Mais compatissons avec les innocents qui perdent leurs contrats et dont les dérapages de frustrées en mal d’attention viennent ruiner la réputation de gagnants et entraver la pleine jouissance des privilèges!

À l’autre bout, au lieu de pavoiser, on appréhende le ressac. On sait qu’il s’agira de recourir au même procédé éprouvé : discréditer et mettre la survivante en doute. Le cadre de parole prédéfini et scrupuleusement transmis par la culture, le travail se fait presque tout seul. Devoir avoir l’air satisfaite en tout temps pour ne surtout pas donner l’impression qu’on doute, qu’on est critique ou qu’on pourrait s’opposer à la bonne marche dominante, on connaît. La première chose qu’on apprend quand on est une fille, c’est de flatter l’autre dans le sens de l’entre-soi masculin, de le protéger plus que soi-même, de lui offrir la meilleure part, de lui réserver les meilleurs morceaux. Faire comme si de rien n’était. Comme si on n’avait rien vu, rien entendu, rien senti. La perception innée des représailles enseigne à opposer une immédiate légèreté à la logique du pouvoir, à quoi l’instinct de survie et un profond sens de l’histoire nous subordonnent d’avance.

Se voir entuber ou interrompre au quotidien et tenter de prendre la parole là où on a toujours été l’intruse traduisent le non-statut féminin à l’échelle politique. La transversalité du phénomène étourdit. Or garder sa santé passe justement par la capacité de s’extraire de l’apparente singularité de la séquence invalidation/harcèlement/agression pour saisir la portée structurelle et protéiforme du programme.

On ne parle pas parce qu’on ne peut pas parler. Et si on ne le fait qu’aujourd’hui, c’est parce que c’était impossible hier. Honte ou peur; parler, on le sait, ne serait pas pour aller dans le sens du dominant, alors que la frayeur de le contredire nous a construites. Si on veut des avantages, il ne faut pas contester le système. Il faut lui donner de l’air. Viendront alors les récompenses, comme autant de miettes jetées à des meneuses de claques : criante manifestation du « syndrome de Stockholm sociétal » théorisé par Dee L. R. Graham.

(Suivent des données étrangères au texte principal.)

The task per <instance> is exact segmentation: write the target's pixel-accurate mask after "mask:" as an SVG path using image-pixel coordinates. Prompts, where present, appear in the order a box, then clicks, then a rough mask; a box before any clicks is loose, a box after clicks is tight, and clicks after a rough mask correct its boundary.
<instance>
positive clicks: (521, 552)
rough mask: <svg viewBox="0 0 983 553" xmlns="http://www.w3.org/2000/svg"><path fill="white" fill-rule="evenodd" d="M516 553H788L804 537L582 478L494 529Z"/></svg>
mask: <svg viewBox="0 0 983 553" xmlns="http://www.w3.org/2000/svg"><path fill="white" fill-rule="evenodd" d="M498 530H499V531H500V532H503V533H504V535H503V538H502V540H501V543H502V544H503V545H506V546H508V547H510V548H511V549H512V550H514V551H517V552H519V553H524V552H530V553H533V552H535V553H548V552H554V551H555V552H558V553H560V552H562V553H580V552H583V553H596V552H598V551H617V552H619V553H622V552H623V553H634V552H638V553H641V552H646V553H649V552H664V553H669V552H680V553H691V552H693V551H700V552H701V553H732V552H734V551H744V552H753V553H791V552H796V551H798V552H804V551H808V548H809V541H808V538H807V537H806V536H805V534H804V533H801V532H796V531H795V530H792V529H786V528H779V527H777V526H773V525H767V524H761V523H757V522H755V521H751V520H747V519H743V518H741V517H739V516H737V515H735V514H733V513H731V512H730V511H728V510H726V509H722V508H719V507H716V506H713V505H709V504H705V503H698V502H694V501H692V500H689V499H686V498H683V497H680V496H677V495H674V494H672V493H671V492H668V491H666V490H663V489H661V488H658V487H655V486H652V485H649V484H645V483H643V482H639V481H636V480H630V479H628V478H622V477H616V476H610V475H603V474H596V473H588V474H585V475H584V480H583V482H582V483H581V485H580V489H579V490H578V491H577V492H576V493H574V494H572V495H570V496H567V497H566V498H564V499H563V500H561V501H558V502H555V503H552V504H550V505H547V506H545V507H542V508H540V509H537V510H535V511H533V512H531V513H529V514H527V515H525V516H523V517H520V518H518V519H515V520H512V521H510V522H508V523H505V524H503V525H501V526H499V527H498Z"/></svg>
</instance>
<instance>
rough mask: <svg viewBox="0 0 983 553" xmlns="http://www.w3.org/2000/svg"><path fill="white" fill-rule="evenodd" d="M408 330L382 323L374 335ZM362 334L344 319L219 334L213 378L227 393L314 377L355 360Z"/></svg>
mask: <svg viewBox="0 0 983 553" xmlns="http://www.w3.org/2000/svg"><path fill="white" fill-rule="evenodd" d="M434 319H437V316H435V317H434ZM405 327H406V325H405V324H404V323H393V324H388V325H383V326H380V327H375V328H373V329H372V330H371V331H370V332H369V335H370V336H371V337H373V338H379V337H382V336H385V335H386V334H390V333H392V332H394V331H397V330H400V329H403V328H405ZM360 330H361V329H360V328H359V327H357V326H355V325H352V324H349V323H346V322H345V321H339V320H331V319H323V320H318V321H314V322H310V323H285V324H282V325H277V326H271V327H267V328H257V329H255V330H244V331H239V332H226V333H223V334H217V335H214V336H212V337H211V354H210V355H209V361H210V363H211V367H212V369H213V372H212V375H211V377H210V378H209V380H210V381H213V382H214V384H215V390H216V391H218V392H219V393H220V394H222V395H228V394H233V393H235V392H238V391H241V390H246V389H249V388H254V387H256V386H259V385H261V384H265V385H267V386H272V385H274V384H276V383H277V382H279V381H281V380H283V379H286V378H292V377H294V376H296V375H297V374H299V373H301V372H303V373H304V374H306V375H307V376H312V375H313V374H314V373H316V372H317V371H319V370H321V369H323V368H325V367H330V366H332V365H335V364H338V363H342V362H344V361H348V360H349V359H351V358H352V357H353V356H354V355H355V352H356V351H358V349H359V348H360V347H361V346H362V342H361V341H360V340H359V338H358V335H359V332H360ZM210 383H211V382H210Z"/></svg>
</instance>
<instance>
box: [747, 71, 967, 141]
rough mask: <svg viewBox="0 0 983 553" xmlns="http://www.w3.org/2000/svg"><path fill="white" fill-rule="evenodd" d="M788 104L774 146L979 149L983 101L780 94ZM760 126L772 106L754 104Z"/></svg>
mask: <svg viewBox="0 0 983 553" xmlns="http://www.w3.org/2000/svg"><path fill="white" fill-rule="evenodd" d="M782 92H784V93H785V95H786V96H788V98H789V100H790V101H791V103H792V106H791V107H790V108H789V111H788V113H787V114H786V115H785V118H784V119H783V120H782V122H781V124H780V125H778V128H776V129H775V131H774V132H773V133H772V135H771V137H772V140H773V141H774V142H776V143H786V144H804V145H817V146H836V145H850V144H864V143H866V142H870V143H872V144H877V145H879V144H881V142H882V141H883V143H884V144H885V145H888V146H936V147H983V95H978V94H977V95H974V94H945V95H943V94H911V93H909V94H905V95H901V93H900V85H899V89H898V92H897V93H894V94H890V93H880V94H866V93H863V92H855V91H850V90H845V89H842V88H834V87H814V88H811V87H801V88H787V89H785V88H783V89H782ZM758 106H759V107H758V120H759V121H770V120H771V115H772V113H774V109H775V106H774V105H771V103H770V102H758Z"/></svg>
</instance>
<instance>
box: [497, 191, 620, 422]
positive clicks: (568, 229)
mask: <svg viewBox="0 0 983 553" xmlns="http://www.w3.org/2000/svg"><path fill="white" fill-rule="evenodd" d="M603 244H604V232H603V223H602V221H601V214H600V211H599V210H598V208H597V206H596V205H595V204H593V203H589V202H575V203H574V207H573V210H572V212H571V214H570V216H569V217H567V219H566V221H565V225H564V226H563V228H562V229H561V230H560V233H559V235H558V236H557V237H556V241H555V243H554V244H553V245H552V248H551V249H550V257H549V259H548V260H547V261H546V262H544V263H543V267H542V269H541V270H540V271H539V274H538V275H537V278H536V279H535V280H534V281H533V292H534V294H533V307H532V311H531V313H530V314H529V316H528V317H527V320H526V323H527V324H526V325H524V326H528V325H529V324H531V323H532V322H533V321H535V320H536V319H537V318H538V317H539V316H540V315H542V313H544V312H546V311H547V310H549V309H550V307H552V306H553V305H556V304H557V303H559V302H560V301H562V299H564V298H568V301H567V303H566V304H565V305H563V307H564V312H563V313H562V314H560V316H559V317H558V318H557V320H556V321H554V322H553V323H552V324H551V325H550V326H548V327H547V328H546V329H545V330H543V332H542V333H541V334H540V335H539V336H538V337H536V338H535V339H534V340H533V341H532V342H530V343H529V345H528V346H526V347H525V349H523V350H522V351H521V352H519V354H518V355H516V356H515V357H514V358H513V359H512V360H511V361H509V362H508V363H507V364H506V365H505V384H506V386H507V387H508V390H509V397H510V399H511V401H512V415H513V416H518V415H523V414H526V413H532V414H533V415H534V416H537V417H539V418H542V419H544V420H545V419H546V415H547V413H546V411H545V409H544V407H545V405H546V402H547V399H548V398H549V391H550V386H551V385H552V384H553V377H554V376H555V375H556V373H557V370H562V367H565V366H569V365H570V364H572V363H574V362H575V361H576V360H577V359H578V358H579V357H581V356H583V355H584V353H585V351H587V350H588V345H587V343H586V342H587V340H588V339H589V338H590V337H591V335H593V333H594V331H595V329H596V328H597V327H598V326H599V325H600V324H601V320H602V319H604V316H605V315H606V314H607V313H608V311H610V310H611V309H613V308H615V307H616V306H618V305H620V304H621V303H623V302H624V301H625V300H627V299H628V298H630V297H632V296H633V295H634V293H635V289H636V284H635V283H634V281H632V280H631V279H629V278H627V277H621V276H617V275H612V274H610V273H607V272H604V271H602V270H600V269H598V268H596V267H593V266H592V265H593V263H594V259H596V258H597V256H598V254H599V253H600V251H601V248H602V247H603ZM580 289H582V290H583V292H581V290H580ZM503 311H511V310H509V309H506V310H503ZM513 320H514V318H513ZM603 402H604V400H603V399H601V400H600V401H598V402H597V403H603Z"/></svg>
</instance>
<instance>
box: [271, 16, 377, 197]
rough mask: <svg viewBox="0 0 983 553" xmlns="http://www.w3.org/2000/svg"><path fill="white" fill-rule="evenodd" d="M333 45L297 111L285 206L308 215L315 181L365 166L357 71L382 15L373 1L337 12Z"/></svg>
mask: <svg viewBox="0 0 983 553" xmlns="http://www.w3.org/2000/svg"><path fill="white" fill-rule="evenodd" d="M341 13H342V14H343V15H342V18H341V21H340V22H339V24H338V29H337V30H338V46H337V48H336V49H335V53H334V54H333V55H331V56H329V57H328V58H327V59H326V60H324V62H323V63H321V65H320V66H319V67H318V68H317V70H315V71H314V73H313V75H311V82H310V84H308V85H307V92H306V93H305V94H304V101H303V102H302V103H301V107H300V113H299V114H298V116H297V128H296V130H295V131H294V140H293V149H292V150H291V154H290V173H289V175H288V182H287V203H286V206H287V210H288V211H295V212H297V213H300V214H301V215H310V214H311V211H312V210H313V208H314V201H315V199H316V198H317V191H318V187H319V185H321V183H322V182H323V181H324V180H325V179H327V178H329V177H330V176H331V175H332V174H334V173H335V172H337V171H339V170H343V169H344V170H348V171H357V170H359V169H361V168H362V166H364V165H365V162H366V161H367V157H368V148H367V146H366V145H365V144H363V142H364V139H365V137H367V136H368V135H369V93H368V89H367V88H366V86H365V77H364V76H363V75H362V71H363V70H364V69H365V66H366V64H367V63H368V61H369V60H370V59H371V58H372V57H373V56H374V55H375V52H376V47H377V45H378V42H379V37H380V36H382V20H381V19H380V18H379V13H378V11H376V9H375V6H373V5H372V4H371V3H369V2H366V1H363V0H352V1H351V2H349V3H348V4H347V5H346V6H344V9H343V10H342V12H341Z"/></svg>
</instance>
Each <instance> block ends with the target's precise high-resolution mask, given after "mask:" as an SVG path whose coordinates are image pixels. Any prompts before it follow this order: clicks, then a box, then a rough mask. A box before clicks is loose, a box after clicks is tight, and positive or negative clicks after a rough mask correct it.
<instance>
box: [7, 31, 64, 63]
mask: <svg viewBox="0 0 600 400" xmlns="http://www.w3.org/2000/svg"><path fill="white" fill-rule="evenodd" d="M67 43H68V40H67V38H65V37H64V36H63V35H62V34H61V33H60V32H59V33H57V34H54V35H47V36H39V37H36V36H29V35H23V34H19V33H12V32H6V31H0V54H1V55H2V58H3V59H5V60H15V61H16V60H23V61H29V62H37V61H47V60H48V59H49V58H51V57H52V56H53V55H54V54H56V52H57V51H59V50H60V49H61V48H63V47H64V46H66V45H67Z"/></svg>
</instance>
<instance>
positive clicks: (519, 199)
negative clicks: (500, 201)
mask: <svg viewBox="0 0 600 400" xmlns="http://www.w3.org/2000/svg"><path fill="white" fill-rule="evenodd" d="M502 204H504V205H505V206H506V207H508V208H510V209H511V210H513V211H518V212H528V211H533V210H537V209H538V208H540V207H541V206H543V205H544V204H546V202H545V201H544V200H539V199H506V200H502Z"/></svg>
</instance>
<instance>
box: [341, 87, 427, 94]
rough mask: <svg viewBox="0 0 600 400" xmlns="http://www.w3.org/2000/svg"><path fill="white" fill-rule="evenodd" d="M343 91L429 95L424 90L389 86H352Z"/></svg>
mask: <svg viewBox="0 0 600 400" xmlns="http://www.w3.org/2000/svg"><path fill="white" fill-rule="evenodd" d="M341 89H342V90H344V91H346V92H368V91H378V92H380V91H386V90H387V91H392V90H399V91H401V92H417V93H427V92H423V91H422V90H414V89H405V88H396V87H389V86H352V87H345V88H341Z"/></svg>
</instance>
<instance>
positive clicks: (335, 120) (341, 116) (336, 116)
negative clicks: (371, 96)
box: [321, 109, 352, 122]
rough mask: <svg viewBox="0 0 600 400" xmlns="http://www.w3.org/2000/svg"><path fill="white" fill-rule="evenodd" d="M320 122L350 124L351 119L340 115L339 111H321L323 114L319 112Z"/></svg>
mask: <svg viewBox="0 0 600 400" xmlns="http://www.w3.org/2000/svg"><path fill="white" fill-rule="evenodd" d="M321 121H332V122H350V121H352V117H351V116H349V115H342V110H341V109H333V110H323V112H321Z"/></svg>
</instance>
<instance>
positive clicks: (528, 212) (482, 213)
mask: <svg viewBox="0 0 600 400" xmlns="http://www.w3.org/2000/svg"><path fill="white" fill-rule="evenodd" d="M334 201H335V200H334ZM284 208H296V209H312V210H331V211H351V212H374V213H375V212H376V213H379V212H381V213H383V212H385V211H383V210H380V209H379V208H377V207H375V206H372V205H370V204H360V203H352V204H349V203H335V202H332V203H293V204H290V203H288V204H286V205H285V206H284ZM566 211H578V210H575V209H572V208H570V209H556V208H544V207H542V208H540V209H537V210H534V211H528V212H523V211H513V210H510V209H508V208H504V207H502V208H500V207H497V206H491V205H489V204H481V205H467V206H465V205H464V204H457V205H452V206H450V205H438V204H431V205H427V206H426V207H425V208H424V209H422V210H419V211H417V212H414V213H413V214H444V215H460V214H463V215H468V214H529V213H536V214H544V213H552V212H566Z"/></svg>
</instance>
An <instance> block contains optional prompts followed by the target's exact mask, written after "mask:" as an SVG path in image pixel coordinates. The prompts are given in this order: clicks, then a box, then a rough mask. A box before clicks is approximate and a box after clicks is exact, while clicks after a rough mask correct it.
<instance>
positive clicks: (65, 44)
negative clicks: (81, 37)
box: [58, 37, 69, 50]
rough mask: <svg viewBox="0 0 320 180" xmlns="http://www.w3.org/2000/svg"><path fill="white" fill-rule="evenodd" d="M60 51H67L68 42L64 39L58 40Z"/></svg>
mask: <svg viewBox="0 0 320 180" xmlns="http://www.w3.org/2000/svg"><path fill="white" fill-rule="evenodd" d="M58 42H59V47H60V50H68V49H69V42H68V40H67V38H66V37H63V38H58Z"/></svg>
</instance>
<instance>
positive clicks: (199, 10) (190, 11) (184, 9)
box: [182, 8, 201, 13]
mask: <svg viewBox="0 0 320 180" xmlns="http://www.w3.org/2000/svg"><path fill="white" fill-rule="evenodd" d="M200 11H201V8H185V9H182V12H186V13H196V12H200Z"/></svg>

Les « gagnants » s’ignorent sans doute, comme ils ignorent que rien ne les a jamais empêchés de façonner, d’interpréter et de reformuler le monde de leur point de vue. Derrière l’assurance façon Dunning-Kruger, cette appropriation spontanée des choses qui semble tellement aller de soi, cette normalité revendiquée, quelque chose manque. Une certaine conscience : appelons-la humilité ou empathie. Absence de sensibilité à l’autre qui sonne les cloches de plus en plus fort. On ne peut que s’en réjouir.